I’m coming back with a more specialized task routing / work stealing question than my last post.

I’ve got an annotation task that will include examples with different languages and annotators who can annotate 1-2 of these languages. I’m planning on using custom task routing to ensure that annotators are assigned examples in the appropriate languages. However, I was also hoping to use work stealing for the languages where there are enough annotators to support this. Is there any way to selectively allow work stealing where annotators can steal examples in languages they are proficient in?

Hi @laurejt!

A custom router alone cannot solve this. The router only controls initial assignment. Work stealing is a completely separate code path that bypasses the router.
To support language-aware work stealing, the steal_work method itself would need to be extended — for example, by including a filtering step that checks whether a task is "stealable" by the current session.
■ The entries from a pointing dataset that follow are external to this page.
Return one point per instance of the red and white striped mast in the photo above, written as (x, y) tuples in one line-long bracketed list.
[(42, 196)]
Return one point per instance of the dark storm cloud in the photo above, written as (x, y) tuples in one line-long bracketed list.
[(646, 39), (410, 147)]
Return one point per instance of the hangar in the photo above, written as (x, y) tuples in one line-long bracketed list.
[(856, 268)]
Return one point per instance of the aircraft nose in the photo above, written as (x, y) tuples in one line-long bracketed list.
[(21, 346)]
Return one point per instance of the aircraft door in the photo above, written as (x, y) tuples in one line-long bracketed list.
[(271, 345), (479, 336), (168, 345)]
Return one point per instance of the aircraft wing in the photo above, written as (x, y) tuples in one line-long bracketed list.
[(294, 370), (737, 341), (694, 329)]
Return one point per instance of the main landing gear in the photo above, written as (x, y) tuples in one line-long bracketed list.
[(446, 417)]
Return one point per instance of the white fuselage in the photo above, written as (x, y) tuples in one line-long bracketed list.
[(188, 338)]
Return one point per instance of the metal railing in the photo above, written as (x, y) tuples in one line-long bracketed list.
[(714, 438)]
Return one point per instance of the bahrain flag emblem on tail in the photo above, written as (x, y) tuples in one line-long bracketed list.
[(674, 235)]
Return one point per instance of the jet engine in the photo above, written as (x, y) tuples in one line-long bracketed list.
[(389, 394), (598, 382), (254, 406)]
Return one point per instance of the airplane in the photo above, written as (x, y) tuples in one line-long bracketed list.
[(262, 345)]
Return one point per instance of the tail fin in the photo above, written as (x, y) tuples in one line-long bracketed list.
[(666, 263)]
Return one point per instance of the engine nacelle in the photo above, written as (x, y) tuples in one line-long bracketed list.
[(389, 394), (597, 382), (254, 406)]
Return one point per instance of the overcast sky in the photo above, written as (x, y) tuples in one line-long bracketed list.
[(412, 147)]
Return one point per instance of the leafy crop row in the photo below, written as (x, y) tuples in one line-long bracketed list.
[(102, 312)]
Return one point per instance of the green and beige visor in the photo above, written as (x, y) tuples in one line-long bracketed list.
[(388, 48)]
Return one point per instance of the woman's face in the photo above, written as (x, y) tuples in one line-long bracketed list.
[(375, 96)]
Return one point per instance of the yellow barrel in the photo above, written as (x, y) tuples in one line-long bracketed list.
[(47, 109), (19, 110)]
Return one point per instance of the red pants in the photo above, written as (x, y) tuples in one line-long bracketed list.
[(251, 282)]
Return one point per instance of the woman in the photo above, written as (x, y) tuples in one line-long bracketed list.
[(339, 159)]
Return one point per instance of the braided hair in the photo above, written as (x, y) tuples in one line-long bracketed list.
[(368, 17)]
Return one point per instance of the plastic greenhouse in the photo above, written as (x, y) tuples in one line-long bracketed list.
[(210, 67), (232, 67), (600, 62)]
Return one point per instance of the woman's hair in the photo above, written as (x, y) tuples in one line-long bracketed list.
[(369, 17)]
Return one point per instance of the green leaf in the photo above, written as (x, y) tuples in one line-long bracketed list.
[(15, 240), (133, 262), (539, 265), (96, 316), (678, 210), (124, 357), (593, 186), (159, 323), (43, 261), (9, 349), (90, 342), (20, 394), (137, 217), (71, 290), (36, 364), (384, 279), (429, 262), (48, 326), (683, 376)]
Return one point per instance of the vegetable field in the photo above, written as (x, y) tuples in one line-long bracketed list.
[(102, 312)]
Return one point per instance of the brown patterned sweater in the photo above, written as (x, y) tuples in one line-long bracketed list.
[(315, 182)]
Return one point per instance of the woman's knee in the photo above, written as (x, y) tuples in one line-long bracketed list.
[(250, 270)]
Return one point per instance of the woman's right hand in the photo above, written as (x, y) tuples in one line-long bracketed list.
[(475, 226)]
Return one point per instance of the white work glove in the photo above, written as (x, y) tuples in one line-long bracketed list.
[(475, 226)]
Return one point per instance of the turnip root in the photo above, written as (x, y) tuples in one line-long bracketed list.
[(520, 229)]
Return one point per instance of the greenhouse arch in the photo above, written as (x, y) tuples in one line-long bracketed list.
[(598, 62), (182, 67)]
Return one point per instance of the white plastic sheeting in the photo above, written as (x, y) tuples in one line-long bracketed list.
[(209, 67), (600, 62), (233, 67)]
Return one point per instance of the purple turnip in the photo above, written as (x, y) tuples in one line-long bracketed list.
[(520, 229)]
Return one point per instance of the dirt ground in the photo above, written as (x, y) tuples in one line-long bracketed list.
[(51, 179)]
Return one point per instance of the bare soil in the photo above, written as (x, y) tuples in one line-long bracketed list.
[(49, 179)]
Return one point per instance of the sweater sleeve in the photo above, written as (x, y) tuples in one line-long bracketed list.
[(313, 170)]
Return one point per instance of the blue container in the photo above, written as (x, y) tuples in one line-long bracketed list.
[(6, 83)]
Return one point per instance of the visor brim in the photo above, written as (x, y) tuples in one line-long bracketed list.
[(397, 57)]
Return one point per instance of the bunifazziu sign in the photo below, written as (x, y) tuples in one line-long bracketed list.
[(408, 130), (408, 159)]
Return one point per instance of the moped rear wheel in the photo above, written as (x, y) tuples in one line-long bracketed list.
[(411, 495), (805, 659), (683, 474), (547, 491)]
But that's a change to Prodigy internals, not something achievable with a custom router alone.
The complexity of it also depends how the mapping between annotators IDs and their languages is stored.
The core logic for this is in prodigy/components/session.py file:
The simplest, minimal (and not flexible) solution would be to add a hardcoded mapping to this file, for example:

LANGUAGES = {
      "alice": {"en", "fr"},
      "bob": {"en"},
      "carol": {"fr", "de"},
  }

and then inside steal_work, in the loop (line 193):

for timestamp, item in session.iter_open():
    if item.key not in unstealable:
        lang = item.data.get("lang") # assuming the language attr is somehow stored on the task
            if lang and self.id in LANGUAGES and lang not in LANGUAGES[self.id]:
                continue
            stealable.append((timestamp, session, item))
            unstealable.add(item.key)

Another option would be to pass the router as an optional callback to steal_work and just re-apply it to stealable items:

# get_questions, line 143
  if steal_work and len(results) == 0 and other_sessions is not None:
      results.extend(
          self.steal_work(
              results, n, other_sessions,
              exclude=seen_task_hashes,
              task_router=task_router,
          )
      )

  # steal_work
  def steal_work(
      self,
      batch, n, sessions, *, exclude=set(),
      task_router=None,
  ):
      ...
      for timestamp, item in session.iter_open():
          if item.key not in unstealable:
              if task_router and self.id not in task_router(item.data):
                  continue
              stealable.append((timestamp, session, item))
              unstealable.add(item.key)
      ...

This way you can reuse the language-based filtering logic and the corresponding configuration of it, but you also apply all the other routing logic which may or may not be an issue. The only problem I can think of with this solution is that the effective work-redistribution can take longer/may not be possible if you use annotation_per_task logic. In annotation_per_task routing, the hash-based assignment narrows the pool of eligible stealers beyond what's necessary. For example, if Alice, Carol, and Dave all speak French and annotations_per_task=2, the router might deterministically assign a French task to Carol and Dave. If both Carol and Dave go inactive and Alice runs out of work, she can't steal the task from their open queues — the router doesn't include her for that item. The task stays stuck even though Alice is free and qualified. With a dedicated language-only filter, Alice could steal it immediately.